Estinee watched the Doctor go from high up in the sky. She saw what was left of the Kotturuh rise into the air and fade like phantoms. She could see whatever she wanted now, because she was filling the sky, out of reach.
Set free from a body that had known so much pain, Estinee spun with the new-born Andalians in their mindless joy of flight. She thought of the Doctor one last time and wished him the luck and strength that he was bound to need. Then she let him go, and his anger and his sadness, and soared towards the suns before they set.
Chapter Sixteen
The Doctor was going back to Chalskal’s flagship and he had dressed for the occasion.
He wore his Time Lord robes, the scarlet and orange of his chapter folded like a sunrise around him. Well, wasn’t he ringing in the dawn of a new era?
Here he was, survivor of a universe in which Gallifrey fell, staking everything in these ancient times that he could show his world a better way, a way that would lead away from war.
They were in orbit around Mordeela. And he could finish what he’d started on Andalia.
The Doctor closed his eyes. ‘Do I have the right?’
You can’t doubt it , he told himself. The war of Life and Death: over in a single battle. And then …
Then, things will be different .
They have to be .
The Doctor straightened. It would be a clean start. No more abuses of power.
Not after today.
‘I approve of your uniform, Admiral,’ Brian said as the Doctor swept onto the Bridge.
‘In my time it was ceremonial,’ the Doctor said. ‘But it’s what we used when we went into battle, and that’s what we’re doing now.’
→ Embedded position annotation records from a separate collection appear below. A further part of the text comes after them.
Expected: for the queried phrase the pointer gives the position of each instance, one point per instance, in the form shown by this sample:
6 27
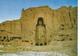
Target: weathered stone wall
60 23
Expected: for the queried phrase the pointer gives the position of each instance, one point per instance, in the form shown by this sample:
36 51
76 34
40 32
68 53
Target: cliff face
60 21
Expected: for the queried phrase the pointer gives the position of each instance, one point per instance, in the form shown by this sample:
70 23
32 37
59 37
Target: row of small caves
4 39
‘Of course,’ Brian accepted this with a sommelier’s approval of a delightful choice from the wine list. He issued a series of urgent gestures to the mercenaries scattered across the flight deck and the Doctor had the absurd feeling that Brian was running the ship like an expensive restaurant.
Beneath them was the planet Mordeela. Clustered under its shield were a dozen Kotturuh ships. Sheltering from the storm.
But, the Doctor knew, the die was cast. He still didn’t understand where their ancient science ended and magic began, and perhaps it was best that he didn’t. You could call it an enzymatic retrovirus, a genetic nanovore, or just an ancient curse. Names didn’t matter – sentence was passed and there was no stopping it. Like Fallomax, the Kotturuh would have to try and outrun it as best they could.